Ein andermal wurde eine Tierversammlung abgehalten, und der Löwe war dabei der Häuptling. Der kleine Schakal wollte auch gern hingehen, aber es gab ein Gesetz, dass nur daran teilnehmen dürfe, wer Hörner hatte. So nahm der kleine Schakal Wachs aus einem Bienenstock und formte sich daraus Hörner. Die befestigte er auf dem Kopf und ging dann zur Versammlung. Wegen der Hörner erkannte ihn der Löwe nicht. Aber der kleine Schakal saß nahe am Feuer, und als er einschlief, schmolzen die Hörner. Der Löwe sah zu ihm hinüber und erkannte ihn. Sogleich versuchte er, ihn zu fangen. Aber der kleine Schakal war flink und sprang davon. Er lief unter einen überhängenden Felsen und rief: »Zu Hilfe! Zu Hilfe! Der Felsen fällt auf mich!« Der Löwe beeilte sich, einen Stamm zu suchen, den man unter den Felsen klemmen konnte, damit er an den kleinen Schakal heran konnte. Während er fort war, entfloh der kleine Schakal.

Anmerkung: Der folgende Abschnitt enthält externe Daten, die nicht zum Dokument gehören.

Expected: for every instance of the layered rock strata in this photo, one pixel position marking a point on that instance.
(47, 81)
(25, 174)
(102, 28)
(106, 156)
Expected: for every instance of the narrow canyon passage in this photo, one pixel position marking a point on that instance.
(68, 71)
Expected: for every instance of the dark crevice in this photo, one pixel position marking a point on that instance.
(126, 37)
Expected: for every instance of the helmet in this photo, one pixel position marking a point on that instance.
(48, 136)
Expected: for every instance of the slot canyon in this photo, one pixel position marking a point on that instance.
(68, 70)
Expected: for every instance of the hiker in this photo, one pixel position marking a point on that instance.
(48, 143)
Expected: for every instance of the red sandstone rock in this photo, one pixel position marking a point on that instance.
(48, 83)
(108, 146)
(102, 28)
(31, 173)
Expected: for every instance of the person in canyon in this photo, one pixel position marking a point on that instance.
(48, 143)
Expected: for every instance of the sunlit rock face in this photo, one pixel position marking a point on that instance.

Dann wurden sie wieder Gefährten und gingen zusammen jagen. Sie erlegten einen Ochsen. Der Löwe befahl: »Ich werde aufpassen, du trägst die Fleischstücke weg.« Er gab ihm die Ochsenbrust und sagte: »Bring das zu meiner Frau.« Der kleine Schakal brachte sie zu seiner eigenen Frau. Als er wiederkam, reichte ihm der Löwe einen Unterschenkel und meinte: »Bring das deiner Frau.« Der kleine Schakal trug das Stück zum Haus des Löwen. Dessen Frau wehrte ab: »Das kann ich nicht nehmen, das sollte nicht hierher.« Da schlug der kleine Schakal die Frau ins Gesicht und ging wieder zu der Stelle, wo der Ochse lag. Der Löwe übergab ihm nun ein großes Stück Fleisch und sagte: »Das bring meiner Frau.«

Der kleine Schakal trug es zu seiner eigenen Frau. Und so ging das weiter, bis von dem Ochsen nichts mehr übrig war. Dann kehrten beide nach Hause zurück. Als der Löwe zu Hause ankam, weinte seine ganze Familie. Seine Frau klagte: »Warst du das, der den kleinen Schakal hergeschickt hat, mich und meine Kinder zu schlagen? Warst du das, der uns diesen Unterschenkel geschickt hat? Hab ich je so etwas gegessen?«

Als der Löwe das hörte, wurde er sehr böse und wandte sich sogleich zum Haus des kleinen Schakals. Er kam an den Felsen, da sah der kleine Schakal herunter und fragte: »Wer bist du und wie heißt du? Wessen Sohn bist du? Woher kommst du? Wohin gehst du und was willst du? Und von wem willst du etwas?«

Der Löwe erwiderte: »Ich bin nur gekommen, um dich zu sehen. Ich wünschte, du würdest ein Seil herunterlassen.« Der kleine Schakal ließ ein Seil aus Mäusefellen herab, und als der Löwe ein Stück hinaufgeklettert war, riss das Seil. Er fiel herunter und verletzte sich. Da ging er nach Hause.